A plan has been put forward to use genetically modified mosquitoes to halt their advance, but it first needs approval from the U.S. Food and Drug Administration and, just as importantly, the public.
It is hoped genetically modified male mosquitoes would mate with wild females, resulting in larvae that die instead of hatch, eventually eradicating A. aegypti in Florida.
Not everyone is feeling happy about the plan.
"Anything modified kind of scares me," said Key West resident citizen Patrick Frink.
Phil Lounibos, a Florida entomologist, says that fear is widespread, whether justified or not.
"I think the science is fine, they definitely can kill mosquitoes, but the GMO issue still sticks as something of a thorny issue for the general public," he says.
A petition on change.org against the plan has received more than 130,000 signatures, but officials say they are running out of options to control the mosquitoes.
"The amount of dengue and chikungunya has been increasing every year," said Michael Doyle, the executive director of Florida Keys Mosquito Control.
Dengue infects more than 50 million people a year with muscle aches, while chikungunya can bring on on joint pain and painful contortions.
Chikungunya has been a scourge of countries in the Caribbean, leading the Centers for Disease Control and Prevention to issue travel warnings in 2013 for Americans venturing there.
Climate change is driving the mosquitoes northward and has made the Florida Keys a vulnerable location, experts say.
The GMO mosquitoes have already had a trial run in the Cayman Islands, although the results were not as dramatic as had been hoped, officials said.
If the Florida plan is approved and goes ahead, it would mark the first time an insect with genetically modified DNA was released among a residential population.
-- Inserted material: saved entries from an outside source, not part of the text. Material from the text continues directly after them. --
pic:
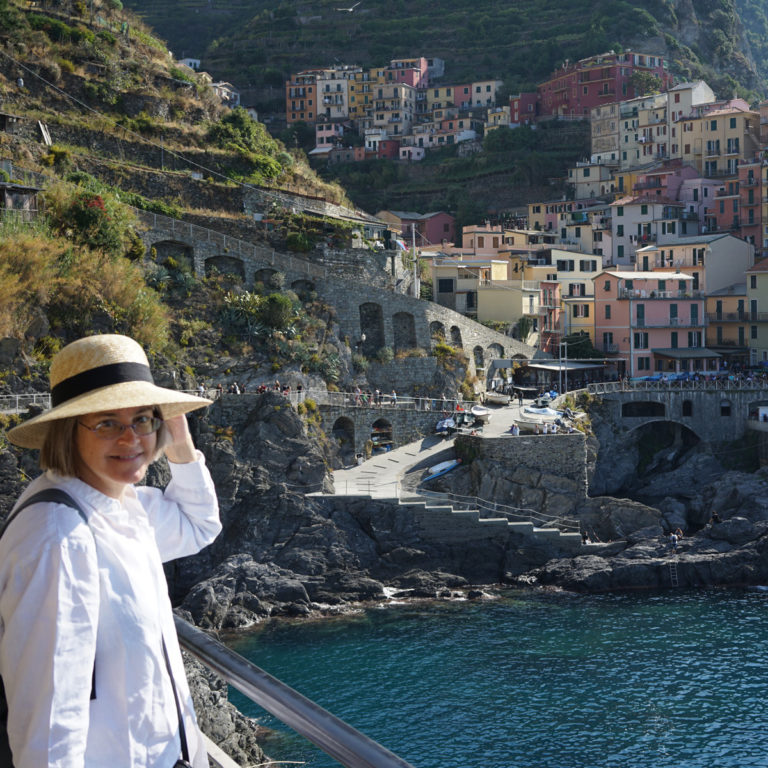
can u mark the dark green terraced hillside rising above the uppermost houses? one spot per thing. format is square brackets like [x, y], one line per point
[256, 45]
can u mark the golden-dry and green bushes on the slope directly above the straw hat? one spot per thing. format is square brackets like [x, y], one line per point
[73, 269]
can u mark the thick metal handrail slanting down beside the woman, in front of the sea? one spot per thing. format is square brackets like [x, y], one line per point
[335, 737]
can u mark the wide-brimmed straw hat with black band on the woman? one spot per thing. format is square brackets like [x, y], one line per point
[100, 373]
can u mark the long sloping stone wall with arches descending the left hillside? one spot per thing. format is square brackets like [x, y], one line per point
[363, 286]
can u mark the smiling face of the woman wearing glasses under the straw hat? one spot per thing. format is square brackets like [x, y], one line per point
[110, 465]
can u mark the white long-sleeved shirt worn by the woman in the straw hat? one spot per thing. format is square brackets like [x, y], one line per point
[70, 593]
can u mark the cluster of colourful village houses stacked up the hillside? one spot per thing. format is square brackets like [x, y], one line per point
[657, 250]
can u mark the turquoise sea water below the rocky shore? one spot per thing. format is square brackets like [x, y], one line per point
[536, 680]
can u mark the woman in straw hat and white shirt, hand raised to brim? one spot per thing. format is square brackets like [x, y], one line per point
[88, 650]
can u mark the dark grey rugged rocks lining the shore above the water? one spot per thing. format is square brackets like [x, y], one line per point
[285, 553]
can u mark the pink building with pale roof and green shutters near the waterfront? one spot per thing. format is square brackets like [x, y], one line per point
[652, 323]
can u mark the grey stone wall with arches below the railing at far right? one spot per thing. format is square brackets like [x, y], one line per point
[715, 411]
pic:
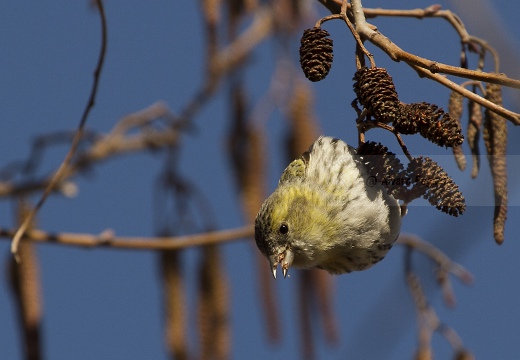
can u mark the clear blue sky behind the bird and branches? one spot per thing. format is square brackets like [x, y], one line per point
[103, 303]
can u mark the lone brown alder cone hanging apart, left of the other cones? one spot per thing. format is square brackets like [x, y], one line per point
[316, 53]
Experts say fears about the plan are exaggerated, and the disease threat should be taken seriously.
"We alter things genetically from food to crops all the time," says Susan Paskewitz of the Medical Entomology Laboratory at the University of Wisconsin-Madison. "Could there be unintended consequences? There could and there have been, but an outbreak of dengue fever would have a far more substantial effect on the Florida population."